Significant increase in 500 internal server errors in recommendations

Incident Report for LiftIgniter

Postmortem

On Thursday, August 6, 2020, at 2:15 PM Pacific Time (21:15 UTC) we deployed an update to one of our jobs responsible for making real-time machine learning updates. The job had a bug that caused a (reversible) corruption in machine learning data. The data is used by the servers serving LiftIgniter's recommendations (known as the model-servers). The corruption in the data resulted in internal server errors (status code 500) being returned by the model-servers on some queries.

Only queries that used the corrupted data in a particular way were affected.

The errors were discovered by our engineers through an alert. After determining that the bad code deployment to the job responsible for real-time machine learning updates was responsible, we reverted the deployment for that job. The errors died out within a few minutes of the revert.

Event timeline

  1. On Thursday, August 6, 2020, at 2:11 PM (21:11 UTC) we began a deployment to one of our jobs responsible for real-time machine learning. The deployment finished rollout at 2:15 PM (21:15 UTC).
  2. Starting 2:19 PM (21:19 UTC), corruption in the machine learning data started causing the model-servers to return internal server errors with status code 500. The initial error rate was 0.023%, and in the next few minutes (till about 2:33 PM) the error rate rose to 0.5%.
  3. At 2:26 PM (21:26 UTC), after a little over 6 minutes of 500 internal server errors, an alert triggered, notifying our engineers. Since the error was on the model-servers, and the deployment had been to a different component, we were not initially sure that the deployment was the cause, but it was a leading hypothesis.
  4. Starting 2:34 PM (21:34 UTC), the error rate started increase. By the time range of 2:41 PM to 2:49 PM, the error rate had increased to the range of 3% to 3.5%. The error rate differently affected different customers; at the high end, error rates for one customer reached 17%.
  5. By 2:50 PM (21:50 UTC), the revert of the bad deploy had been completed, and the error rate started going down. By 2:54 PM, the error rate was down to zero.
  6. Following the immediate mitigation, we continued investigating the mechanism of the problem and began working on robustification of the model-server. After extensive testing and peer review, the robustifications were rolled out to production on Friday, August 7, 2020, starting 6:26 PM Pacific Time.
  7. On Monday, August 10, 2020, we resumed making updates to the jobs involved in building machine learning configurations. Thanks to the robustifications pushed out the previous Friday, we were able to make the changes safely with minimal risk to the serving.

Cause and impact

The underlying cause of the problem was that the bad deploy of the machine learning update job had a bug due to which, at each update, some parts of the record being updated were set to null. The model-server, when reading the record, would encounter the null, and throw an error. The error would get caught in the model-server and return as a 500 internal server to the end user.
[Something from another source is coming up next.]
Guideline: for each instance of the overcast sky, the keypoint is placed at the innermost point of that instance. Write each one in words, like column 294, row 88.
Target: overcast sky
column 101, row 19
The impact of the problem was therefore limited to the queries where one or more of the records looked up in the query had been updated since the bad deploy. Therefore, the percentage of queries affected increased gradually after the bad deploy. There was a further lag in the increase of errors due to caching on the model-server side. Specifically, the sharp increase in error rate at 2:34 PM Pacific Time, 15 minutes after the start of errors, was partly due to the fact that the maximum cache duration is about 11 minutes.

Similarly, after the bad deploy was reverted, the error rate started dropping as the affected records started cleaning themselves. This reduction was more rapid because the corrupt data had not been cached in our model-servers (only valid data is cached).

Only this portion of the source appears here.